Confounding variables can be accommodated in the analysis (using analysis methodology beyond what is in this book), provided those variables have been measured, observed, assessed or recorded. Because of this, measuring, observing, assessing or recording all the information likely to be important for understanding the data is important.
Measure, observe, assess or record all all the information that is likely to be important for understanding the data. This may include information about
- the individuals in the study; and
- the circumstances of the study.
For this reason, most studies involving people record the participants’ age and sex, as these two variables are common confounders. Once a sample is obtained, recording this extra information usually requires little extra effort.
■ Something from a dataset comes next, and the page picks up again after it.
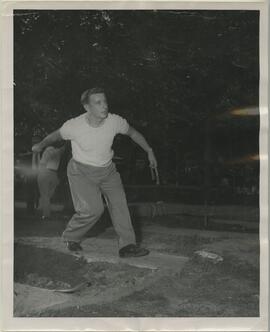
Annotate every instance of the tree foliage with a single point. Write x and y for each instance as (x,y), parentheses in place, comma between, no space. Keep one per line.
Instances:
(165,71)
Example 3.6 (Analysis) An experimental study (Schröder et al. 2015) compared nitrogen (N) and phosphorus (P) concentrations in maize, for evenly-injected liquid manure and band-injected liquid manure.As potential confounding variables, the researchers also recorded the average temperature and the precipitation (between May 1 and September 30) at each site.
7.2.4 Random allocation
One way to minimise confounding is to random allocate individuals in the study to the treatment groups. The advantage of random allocation is that it should approximately evenly distribute potential confounding variables that have been identified (such as age) but also those variables that may not have even been considered as confounders, or are hard to measure or observe (such as genetic conditions).
In the Himalaya study, the units of analysis (the people in the sample) could be allocated to a group at random, and then the groups allocated a diet through a toss of a coin (Fig. 7.2).
Random allocation may occur when randomly allocating individuals to groups (true experiment), and/or when randomly allocating treatments to groups (true or quasi-experiment). Random allocation can be shown, in general, as in Fig. 7.3.